The U.S. Consumer Product Safety Commission, citing 153 deaths in the past four years, voted to ban drop-side cribs in the agency’s first across-the-board overhaul of regulations for infant beds in almost three decades.

“We’ve seen a number of tragedies because we had such a weak crib standard,” CPSC Chairman Inez Tenenbaum said today as the agency voted 5-0 to approve a notice of proposed rulemaking. The agency was following a mandate from Congress, she said.

A spate of company recalls involving more than 9 million drop-side cribs over five years led the government to warn parents in May to stop using the products because of suffocation and strangling risks. The new rules would ban the sale of new and used drop-side cribs and prohibit their use in hotels, day-care centers and other commercial facilities.

“The proposed rule is a very strong standard that will address all aspects of crib construction and provide an effective margin of safety,” Commissioner Nancy Nord, the CPSC’s senior Republican, said in a statement. “I do have a concern, however, about the effective date and that the retroactive nature of the” rule may have consequences.

“We certainly do not want to create a situation where people stop using cribs and place their babies to sleep in unsafe environments,” Nord said.

Pottery Barn Recall

Regulators will review public comments before making the rules final by the end of the year, Tenenbaum said.
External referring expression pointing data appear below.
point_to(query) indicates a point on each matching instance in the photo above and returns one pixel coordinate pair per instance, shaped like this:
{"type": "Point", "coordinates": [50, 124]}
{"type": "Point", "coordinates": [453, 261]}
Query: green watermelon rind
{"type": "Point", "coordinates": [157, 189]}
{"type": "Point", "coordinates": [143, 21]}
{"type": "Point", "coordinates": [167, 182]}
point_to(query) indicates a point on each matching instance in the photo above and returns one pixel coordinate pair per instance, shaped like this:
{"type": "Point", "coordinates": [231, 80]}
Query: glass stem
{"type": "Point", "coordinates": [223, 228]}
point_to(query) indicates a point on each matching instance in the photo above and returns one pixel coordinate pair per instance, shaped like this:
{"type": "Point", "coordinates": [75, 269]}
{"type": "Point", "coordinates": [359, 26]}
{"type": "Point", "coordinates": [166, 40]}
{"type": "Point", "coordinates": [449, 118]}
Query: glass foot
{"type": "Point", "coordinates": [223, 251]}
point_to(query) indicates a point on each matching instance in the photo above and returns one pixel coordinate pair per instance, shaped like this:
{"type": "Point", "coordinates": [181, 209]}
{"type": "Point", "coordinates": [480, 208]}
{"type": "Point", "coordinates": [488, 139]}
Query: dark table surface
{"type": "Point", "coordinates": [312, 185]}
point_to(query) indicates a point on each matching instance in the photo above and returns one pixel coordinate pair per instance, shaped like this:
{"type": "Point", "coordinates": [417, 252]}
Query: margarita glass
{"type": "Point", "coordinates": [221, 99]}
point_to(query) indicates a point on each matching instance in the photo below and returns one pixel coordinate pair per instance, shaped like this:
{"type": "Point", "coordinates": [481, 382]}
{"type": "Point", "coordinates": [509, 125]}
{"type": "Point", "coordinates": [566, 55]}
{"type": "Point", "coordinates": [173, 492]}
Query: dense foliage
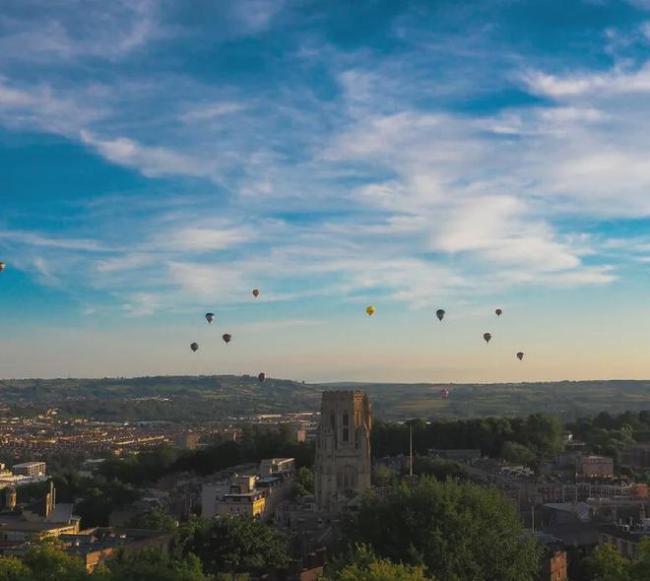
{"type": "Point", "coordinates": [364, 565]}
{"type": "Point", "coordinates": [234, 545]}
{"type": "Point", "coordinates": [457, 531]}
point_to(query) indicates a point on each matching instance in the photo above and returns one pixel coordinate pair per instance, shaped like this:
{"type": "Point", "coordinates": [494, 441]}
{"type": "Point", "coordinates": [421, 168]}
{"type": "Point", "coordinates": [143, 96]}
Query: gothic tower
{"type": "Point", "coordinates": [342, 448]}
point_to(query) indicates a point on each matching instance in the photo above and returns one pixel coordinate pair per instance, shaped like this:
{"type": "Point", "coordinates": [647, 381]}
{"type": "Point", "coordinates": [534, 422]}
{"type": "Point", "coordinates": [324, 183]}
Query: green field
{"type": "Point", "coordinates": [200, 398]}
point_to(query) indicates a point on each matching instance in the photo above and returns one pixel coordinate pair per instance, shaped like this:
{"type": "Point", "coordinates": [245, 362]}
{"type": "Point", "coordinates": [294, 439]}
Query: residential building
{"type": "Point", "coordinates": [276, 466]}
{"type": "Point", "coordinates": [595, 467]}
{"type": "Point", "coordinates": [244, 499]}
{"type": "Point", "coordinates": [30, 469]}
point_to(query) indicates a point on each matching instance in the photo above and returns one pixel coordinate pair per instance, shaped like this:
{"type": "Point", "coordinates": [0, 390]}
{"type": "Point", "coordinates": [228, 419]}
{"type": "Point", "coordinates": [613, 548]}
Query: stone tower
{"type": "Point", "coordinates": [11, 498]}
{"type": "Point", "coordinates": [342, 448]}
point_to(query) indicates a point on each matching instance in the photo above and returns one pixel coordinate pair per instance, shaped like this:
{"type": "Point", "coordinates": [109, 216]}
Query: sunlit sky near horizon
{"type": "Point", "coordinates": [160, 159]}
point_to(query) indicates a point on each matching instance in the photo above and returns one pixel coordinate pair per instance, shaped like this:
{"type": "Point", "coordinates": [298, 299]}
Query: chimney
{"type": "Point", "coordinates": [50, 500]}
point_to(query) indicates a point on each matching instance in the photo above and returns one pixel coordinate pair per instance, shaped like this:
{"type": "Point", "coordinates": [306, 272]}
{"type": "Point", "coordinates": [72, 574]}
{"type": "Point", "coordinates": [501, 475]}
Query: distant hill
{"type": "Point", "coordinates": [201, 398]}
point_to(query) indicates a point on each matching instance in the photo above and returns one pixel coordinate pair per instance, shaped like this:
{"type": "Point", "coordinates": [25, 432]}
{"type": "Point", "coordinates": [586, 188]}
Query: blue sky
{"type": "Point", "coordinates": [161, 159]}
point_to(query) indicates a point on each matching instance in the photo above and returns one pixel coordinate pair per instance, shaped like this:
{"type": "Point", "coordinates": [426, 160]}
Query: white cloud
{"type": "Point", "coordinates": [34, 239]}
{"type": "Point", "coordinates": [212, 111]}
{"type": "Point", "coordinates": [152, 161]}
{"type": "Point", "coordinates": [141, 304]}
{"type": "Point", "coordinates": [612, 82]}
{"type": "Point", "coordinates": [202, 239]}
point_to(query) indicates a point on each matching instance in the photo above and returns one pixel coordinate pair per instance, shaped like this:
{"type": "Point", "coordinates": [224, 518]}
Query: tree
{"type": "Point", "coordinates": [364, 565]}
{"type": "Point", "coordinates": [607, 565]}
{"type": "Point", "coordinates": [155, 520]}
{"type": "Point", "coordinates": [518, 453]}
{"type": "Point", "coordinates": [49, 562]}
{"type": "Point", "coordinates": [640, 567]}
{"type": "Point", "coordinates": [235, 545]}
{"type": "Point", "coordinates": [13, 569]}
{"type": "Point", "coordinates": [456, 530]}
{"type": "Point", "coordinates": [152, 565]}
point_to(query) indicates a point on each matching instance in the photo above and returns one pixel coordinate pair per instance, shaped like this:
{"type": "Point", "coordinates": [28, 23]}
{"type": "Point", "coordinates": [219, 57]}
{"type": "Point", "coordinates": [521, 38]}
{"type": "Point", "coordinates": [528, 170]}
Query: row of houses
{"type": "Point", "coordinates": [252, 495]}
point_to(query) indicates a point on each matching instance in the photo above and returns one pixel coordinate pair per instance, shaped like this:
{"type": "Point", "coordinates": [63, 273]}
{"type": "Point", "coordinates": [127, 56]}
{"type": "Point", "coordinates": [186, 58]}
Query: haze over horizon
{"type": "Point", "coordinates": [159, 162]}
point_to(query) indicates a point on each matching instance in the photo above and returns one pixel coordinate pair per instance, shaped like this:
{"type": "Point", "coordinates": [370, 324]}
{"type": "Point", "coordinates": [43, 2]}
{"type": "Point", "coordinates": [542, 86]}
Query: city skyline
{"type": "Point", "coordinates": [160, 163]}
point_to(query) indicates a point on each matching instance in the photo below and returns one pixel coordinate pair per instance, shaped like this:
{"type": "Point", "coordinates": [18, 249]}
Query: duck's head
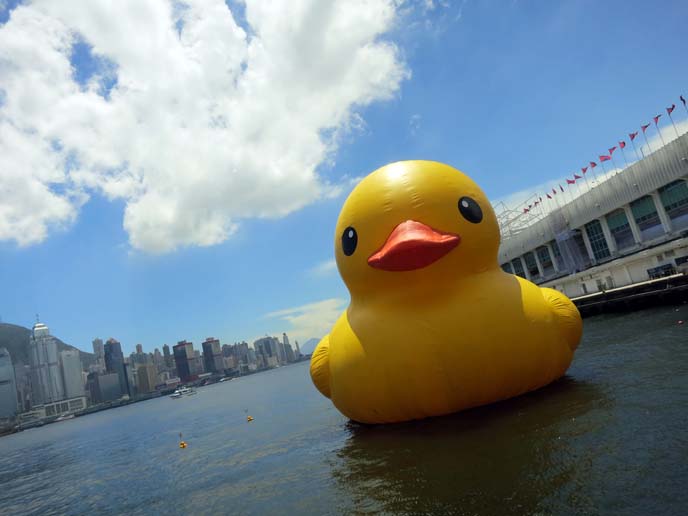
{"type": "Point", "coordinates": [414, 224]}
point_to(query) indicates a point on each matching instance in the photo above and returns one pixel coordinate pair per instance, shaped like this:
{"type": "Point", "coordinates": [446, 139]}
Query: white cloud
{"type": "Point", "coordinates": [314, 320]}
{"type": "Point", "coordinates": [205, 126]}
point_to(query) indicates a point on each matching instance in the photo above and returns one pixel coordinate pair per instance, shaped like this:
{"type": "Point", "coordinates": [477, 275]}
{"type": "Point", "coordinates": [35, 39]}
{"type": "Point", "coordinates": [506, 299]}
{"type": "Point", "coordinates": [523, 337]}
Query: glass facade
{"type": "Point", "coordinates": [545, 260]}
{"type": "Point", "coordinates": [598, 242]}
{"type": "Point", "coordinates": [531, 265]}
{"type": "Point", "coordinates": [647, 218]}
{"type": "Point", "coordinates": [674, 198]}
{"type": "Point", "coordinates": [620, 229]}
{"type": "Point", "coordinates": [518, 267]}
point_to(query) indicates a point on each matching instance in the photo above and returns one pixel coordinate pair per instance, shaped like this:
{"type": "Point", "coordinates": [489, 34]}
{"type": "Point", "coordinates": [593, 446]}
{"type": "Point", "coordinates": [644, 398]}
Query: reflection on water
{"type": "Point", "coordinates": [609, 438]}
{"type": "Point", "coordinates": [501, 459]}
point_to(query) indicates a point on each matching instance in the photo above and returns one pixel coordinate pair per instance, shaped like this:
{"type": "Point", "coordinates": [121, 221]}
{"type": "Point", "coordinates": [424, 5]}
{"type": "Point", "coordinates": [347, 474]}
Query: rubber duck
{"type": "Point", "coordinates": [434, 325]}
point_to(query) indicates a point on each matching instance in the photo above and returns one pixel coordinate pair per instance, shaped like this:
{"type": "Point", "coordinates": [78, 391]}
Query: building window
{"type": "Point", "coordinates": [557, 254]}
{"type": "Point", "coordinates": [597, 241]}
{"type": "Point", "coordinates": [531, 265]}
{"type": "Point", "coordinates": [645, 213]}
{"type": "Point", "coordinates": [545, 260]}
{"type": "Point", "coordinates": [620, 229]}
{"type": "Point", "coordinates": [518, 267]}
{"type": "Point", "coordinates": [674, 198]}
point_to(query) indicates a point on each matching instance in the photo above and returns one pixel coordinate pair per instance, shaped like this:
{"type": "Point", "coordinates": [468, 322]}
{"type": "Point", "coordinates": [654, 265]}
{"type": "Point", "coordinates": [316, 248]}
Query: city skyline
{"type": "Point", "coordinates": [245, 251]}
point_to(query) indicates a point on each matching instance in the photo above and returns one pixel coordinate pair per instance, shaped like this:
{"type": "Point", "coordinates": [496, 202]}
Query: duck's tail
{"type": "Point", "coordinates": [568, 318]}
{"type": "Point", "coordinates": [320, 366]}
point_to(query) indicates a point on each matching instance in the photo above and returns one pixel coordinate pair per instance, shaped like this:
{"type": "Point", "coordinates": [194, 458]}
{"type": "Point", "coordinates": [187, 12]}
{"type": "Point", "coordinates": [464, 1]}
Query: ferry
{"type": "Point", "coordinates": [183, 391]}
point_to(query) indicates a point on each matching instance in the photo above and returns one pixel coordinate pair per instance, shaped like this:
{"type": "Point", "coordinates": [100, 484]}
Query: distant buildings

The agency last approved a comprehensive crib standard in 1982, she said.

Drop-side cribs have been popular because one side can be raised or lowered on tracks, providing parents with easier access to the bed. Infants can suffocate or be strangled when the hardware fails and a side detaches, creating a gap.

Other crib hazards involve added soft bedding, insufficient mattress support and broken slats. The agency has documented 153 crib deaths since Nov. 1, 2007, including 65 suffocations.

Williams-Sonoma Inc. (WSM)’s Pottery Barn Kids business today recalled 82,000 of the cribs for hardware than can break. The CPSC said it received 36 reports that the cribs’ drop-sides malfunctioned or detached, resulting in seven minor injuries. The cribs were sold from January 1999 through March 2010.

LaJobi Inc., owned by Kid Brands Inc. (KIDB); Bexco Enterprises Inc.’s Million Dollar Baby unit; Jardine Enterprise Ltd.; Simmons Juvenile Products, and Child Craft Industries Inc. recalled drop-side cribs in June.

The Juvenile Products Manufacturers Association, which has started a crib-safety initiative, is offering consumer information on its website. There’s a list of manufacturers and downloadable guides to safe sleep on the site, the CPSC said.